I'm learning German - I don't think I said. It's quite fun, although you never learn much at an evening class because there are lots of people of mixed ability and you can't ask the teacher important linguistic questions because it's not fair to expect non-linguists to know the answer to such things.
Anyway today, we learnt about currencies and big numbers, among other things. Germany obviously uses the euro as its currency, which is Euro in German. I checked, and it's not pluralised. Languages vary on what they do with the plural, so in Spanish you have 1 euro and 10 euros, but in Italian you have 1 euro and 10 euro, not 10 euri (which just looks weird). I think the most interesting thing about this is the difference between British English, which is spoken in a country where the euro isn't used and pluralises it (10 euros), and Irish English, which is spoken in a country where it is used (so it's a much more frequent word) and doesn't pluralise it (10 euro). I don't know what Northern Ireland does - I'm sure someone will tell me. I remember noticing it when an Irish friend-of-a-friend and thinking it was funny to hear an English speaker do what I'm used to hearing in other languages.

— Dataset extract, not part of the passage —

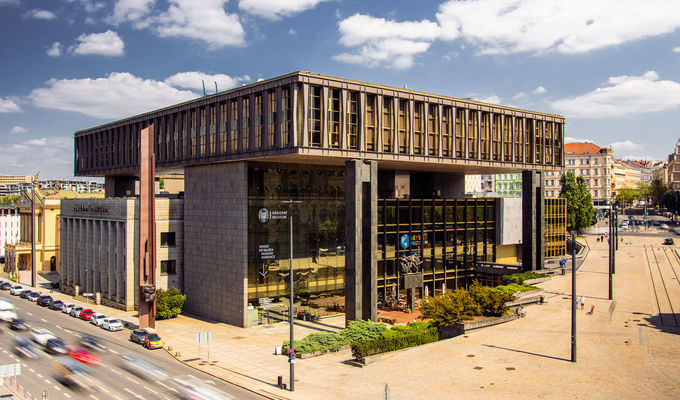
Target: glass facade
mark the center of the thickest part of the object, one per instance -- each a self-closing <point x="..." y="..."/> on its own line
<point x="447" y="234"/>
<point x="318" y="227"/>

German doesn't pluralise it, as I say. Nevertheless, my teacher today definitely said '10 euros' at one point. A slip of the tongue, no doubt, or perhaps it is pluralised in some non-standard variety that she is not teaching us. But either way, it's interesting for a morphology reason. Steven Pinker published a book in 1999, too early to mention the pluralisation of euro because it had only just been introduced. But he did talk about German plural suffixes. -s is 'by far the least common' of the several possibilities (-e, -er, -en, -s, or nothing), but it is the Notpluralendung, or 'emergency plural' (p.222). It's the one you pick if the word is new, or doesn't normally pluralise. That's why it turns up on foreign words or names, and, in this case, on Euro.